Frauen als Opfer des großen männlichen Genies
Schnell wird klar, dass Harvey Weinstein nur die Spitze des Eisbergs ist und die wahre Bedrohung viel tiefer schlummert. Chollets Analysen von Medienberichten machen deutlich, dass vor allem auch in der Kunst, männliche Toxizität und auch Gewalt entschuldigt worden sind, um ein vermeintlich großes männliches Genie dahinter zu rechtfertigen.

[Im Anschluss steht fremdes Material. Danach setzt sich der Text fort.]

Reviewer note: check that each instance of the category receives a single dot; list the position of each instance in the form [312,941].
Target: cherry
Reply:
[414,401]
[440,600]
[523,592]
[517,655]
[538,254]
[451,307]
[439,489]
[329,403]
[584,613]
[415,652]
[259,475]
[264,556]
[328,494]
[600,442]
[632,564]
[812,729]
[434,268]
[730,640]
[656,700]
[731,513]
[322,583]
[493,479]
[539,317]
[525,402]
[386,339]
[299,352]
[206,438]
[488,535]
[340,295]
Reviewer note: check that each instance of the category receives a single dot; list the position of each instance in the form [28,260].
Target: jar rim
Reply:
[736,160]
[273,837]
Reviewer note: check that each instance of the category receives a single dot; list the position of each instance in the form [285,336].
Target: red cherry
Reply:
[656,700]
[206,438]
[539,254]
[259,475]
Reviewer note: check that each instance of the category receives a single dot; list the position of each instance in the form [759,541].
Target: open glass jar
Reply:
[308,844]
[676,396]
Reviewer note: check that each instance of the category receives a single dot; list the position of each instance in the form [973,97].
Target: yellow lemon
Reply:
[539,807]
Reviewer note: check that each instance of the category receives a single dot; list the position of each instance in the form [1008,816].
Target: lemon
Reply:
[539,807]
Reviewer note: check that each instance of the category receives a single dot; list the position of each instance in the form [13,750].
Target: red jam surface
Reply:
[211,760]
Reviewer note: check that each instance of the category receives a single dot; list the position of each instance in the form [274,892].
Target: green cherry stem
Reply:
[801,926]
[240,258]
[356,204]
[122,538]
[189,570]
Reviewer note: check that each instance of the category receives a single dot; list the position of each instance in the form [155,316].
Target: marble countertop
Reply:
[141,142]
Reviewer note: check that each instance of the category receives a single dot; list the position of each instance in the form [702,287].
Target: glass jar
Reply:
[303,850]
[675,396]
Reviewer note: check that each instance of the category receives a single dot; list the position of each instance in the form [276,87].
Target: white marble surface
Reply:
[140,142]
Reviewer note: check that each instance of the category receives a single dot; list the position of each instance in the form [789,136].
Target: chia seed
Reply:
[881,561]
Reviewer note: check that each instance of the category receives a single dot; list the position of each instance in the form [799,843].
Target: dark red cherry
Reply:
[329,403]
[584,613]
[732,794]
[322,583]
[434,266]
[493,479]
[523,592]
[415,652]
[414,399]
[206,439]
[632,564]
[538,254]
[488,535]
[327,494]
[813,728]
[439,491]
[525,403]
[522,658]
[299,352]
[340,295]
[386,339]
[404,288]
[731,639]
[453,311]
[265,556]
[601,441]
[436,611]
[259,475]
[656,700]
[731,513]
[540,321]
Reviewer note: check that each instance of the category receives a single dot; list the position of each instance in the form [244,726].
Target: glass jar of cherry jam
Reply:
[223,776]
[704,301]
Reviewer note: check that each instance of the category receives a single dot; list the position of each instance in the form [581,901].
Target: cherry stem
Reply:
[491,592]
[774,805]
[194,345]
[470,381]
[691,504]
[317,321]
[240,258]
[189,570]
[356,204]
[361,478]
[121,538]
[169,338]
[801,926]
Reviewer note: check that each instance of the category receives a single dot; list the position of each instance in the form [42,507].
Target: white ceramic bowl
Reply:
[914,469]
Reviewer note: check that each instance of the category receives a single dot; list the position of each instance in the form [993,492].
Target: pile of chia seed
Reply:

Picasso, Miles Davis und wie sie alle heißen. Hinter jedem dieser sogenannten Genies der Menschheit steckt, Chollet zufolge, eine unterdrückte Frau, die ein Schattendasein fristen musste, sodass der Mann seine Kunst zur Gänze entfalten konnte. Vor allem in der Kunst und Kultur ist toxische Männlichkeit etwas, dass stark romantisiert wird, so die Denkerin. Auch der Narzissmus bekommt bei Chollet eine neue Gewichtung. Ist dieser nicht nur Resultat unserer patriarchalen Gesellschaft? Vor allem Chollets längere Passage über die Liebe der Frauen zu Serienmördern ist extrem spannend zu lesen.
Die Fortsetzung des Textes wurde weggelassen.